Il programma elettorale espresso dal PRC è, nettamente, il più avanzato del panorama politico. Non vi è alcun dubbio che si ponga soggettivamente dalla parte degli oppressi. Ma i suoi limiti sono significativi dei limiti della sua cultura politica dominante. Limiti che deve presto superare, se la sua azione vorrà essere percepita come utile. Un programma elettorale, deve essere un programma d'azione, cioè per l'azione. Non perché pensiamo sul serio che alle prossime elezioni potremmo andare al governo: le rivendicazioni contenute nel programma ovviamente non saranno mai realizzate tutte insieme, se non in un quadro di grandi rivolgimenti storici. Ma pezzi di quel programma servono per il lavoro quotidiano, per dar vita a movimenti, o per starci dentro da comunisti, hanno cioè un'importanza pratica, dato che possiamo ragionevolmente sperare che singole rivendicazioni del nostro programma possano essere fatte proprie da singoli movimenti di lotta, e portare a conquiste, anche se parziali, ma che sono indispensabili in un'ottica di accumulazione di forze. E allora domandiamoci: il capitolo sugli immigrati, ad esempio, serve forse per poter costruire un movimento tra gli immigrati? Il programma elettorale deve essere costruito non per dimostrare come saremmo ragionevoli e bravi se governassimo, ma per mettere in moto, per mobilitare pezzi di società. Il capitolo sulla giustizia, tanto per fare un altro esempio, è di un tecnicismo e di un realismo esasperato, serve a mobilitare chi? Non tocca il nocciolo della giustizia di stampo liberale: che l'accusa è pubblica, ma la difesa è privata. Solo toccando questo tema (vedi La calda estate della giustizia) possiamo sul serio sperare di muovere e convincere.

Un programma elettorale non deve puntare ad essere realistico, ma ad apparire tale, cioè giusto e ragionevole, alle larghe masse. Se gli avversari non vengono con chiarezza individuati, si rischia, paradossalmente, di apparire poco realisti e di spararle grosse. Le parole d'ordine, cioé la maniera con cui proponiamo in maniera popolare le nostre rivendicazioni, devono essere studiate in maniera tale che, se fossero davvero adottate, indebolirebbero l'avversario e permetterebbero agli oppressi di accumulare forze. Per questo per i comunisti non ha alcun senso rivendicare una conquista per i lavoratori e allo stesso tempo correre ad offrire un paracadute ai padroni, dato che noi quella rivendicazione dovremmo portarla avanti proprio per indebolire i padroni. Per questo non vediamo perché assicurare detrazioni fiscali ai padroni che applicassero le 35 ore, sul modello francese. Favorirli fiscalmente significa in sostanza fare pesare le 35 ore sulla fiscalità generale, dovuta largamente ai prelievi a carico dei lavoratori, quando dovremmo dire molto chiaramente che noi lavoriamo per diminuire costantemente i profitti dei padroni.

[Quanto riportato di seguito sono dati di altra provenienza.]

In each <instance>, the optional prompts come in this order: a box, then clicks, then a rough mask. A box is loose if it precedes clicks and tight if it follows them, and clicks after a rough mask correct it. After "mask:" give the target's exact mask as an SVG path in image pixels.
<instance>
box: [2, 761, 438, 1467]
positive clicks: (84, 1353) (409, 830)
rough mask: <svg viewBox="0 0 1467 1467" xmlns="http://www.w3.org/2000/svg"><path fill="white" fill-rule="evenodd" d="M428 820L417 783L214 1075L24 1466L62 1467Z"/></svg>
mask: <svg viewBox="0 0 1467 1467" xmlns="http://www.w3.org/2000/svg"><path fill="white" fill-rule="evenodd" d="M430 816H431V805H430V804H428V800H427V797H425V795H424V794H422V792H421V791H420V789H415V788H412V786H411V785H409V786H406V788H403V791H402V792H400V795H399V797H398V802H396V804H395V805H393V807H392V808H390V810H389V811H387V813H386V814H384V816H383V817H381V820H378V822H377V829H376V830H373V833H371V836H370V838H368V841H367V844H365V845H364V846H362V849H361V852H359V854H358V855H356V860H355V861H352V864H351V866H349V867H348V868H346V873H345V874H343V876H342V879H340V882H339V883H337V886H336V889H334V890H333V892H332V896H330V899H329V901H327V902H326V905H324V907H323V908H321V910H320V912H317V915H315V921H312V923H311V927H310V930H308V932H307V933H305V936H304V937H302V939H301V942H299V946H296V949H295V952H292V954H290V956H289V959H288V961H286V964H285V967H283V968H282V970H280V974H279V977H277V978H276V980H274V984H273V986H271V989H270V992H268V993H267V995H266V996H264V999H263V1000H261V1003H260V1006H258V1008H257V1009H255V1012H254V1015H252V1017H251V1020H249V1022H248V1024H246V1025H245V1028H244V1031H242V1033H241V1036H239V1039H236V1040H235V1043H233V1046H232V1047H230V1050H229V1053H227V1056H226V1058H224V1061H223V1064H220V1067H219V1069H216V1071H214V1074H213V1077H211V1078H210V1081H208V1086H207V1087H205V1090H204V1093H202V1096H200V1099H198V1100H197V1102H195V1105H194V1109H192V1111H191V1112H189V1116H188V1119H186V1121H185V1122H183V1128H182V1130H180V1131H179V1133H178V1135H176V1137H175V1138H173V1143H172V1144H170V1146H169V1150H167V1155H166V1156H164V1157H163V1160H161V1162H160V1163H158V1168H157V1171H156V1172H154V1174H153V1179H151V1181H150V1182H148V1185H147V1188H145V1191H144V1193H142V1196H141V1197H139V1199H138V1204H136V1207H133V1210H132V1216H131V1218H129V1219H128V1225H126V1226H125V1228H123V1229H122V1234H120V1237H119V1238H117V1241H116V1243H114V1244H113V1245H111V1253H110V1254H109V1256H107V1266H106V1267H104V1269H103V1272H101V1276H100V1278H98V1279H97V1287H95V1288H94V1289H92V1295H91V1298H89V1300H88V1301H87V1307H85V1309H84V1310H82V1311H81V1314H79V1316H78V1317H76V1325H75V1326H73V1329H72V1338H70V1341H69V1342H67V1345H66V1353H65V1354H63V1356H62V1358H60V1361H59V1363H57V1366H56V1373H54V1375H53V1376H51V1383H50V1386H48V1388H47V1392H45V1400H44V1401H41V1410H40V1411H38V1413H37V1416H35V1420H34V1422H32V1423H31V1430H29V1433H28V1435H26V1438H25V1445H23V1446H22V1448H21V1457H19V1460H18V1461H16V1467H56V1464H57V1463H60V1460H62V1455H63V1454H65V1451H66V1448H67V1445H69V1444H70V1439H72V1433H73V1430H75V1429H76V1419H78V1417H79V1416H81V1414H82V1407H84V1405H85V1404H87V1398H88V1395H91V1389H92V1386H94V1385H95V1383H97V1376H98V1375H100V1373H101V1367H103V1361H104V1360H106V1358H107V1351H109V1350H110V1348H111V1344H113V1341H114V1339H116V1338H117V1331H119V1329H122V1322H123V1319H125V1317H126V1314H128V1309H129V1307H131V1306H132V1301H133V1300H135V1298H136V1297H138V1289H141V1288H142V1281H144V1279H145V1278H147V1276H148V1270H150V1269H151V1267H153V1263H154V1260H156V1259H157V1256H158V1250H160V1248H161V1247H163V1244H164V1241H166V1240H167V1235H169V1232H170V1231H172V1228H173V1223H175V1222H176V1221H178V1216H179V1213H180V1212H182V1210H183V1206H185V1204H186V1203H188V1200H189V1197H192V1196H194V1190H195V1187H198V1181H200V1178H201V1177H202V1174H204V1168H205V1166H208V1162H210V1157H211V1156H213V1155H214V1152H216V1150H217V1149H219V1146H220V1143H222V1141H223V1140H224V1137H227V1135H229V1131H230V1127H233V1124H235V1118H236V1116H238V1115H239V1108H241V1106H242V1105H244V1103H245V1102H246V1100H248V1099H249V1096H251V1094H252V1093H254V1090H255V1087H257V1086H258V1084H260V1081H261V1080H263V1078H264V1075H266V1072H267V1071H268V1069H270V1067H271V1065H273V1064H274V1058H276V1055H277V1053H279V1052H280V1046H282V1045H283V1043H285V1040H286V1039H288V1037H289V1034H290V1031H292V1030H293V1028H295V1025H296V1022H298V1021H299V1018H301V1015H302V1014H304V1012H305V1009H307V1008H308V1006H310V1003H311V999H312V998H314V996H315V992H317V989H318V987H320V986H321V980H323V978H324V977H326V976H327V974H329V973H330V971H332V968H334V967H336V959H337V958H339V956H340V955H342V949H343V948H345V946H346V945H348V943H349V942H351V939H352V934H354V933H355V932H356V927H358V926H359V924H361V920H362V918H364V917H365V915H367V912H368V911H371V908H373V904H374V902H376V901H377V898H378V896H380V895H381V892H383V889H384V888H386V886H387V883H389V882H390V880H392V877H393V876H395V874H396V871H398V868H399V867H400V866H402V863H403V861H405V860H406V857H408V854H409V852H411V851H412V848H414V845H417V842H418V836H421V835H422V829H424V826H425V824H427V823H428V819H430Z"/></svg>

In conclusione. Il programma elettorale è specchio di quel che è il partito. Un partito che si sforza sinceramente di entrare in sintonia con i movimenti, ma lo fa in maniera confusa e casuale. Un partito che sta sinceramente dalla parte degli oppressi, ma che teme di andare sino alle estreme conseguenze di questa scelta di campo. Questo programma servirà a qualcosa se aprirà nel partito una grande discussione su chi siamo e dove abbiamo intenzione di andare.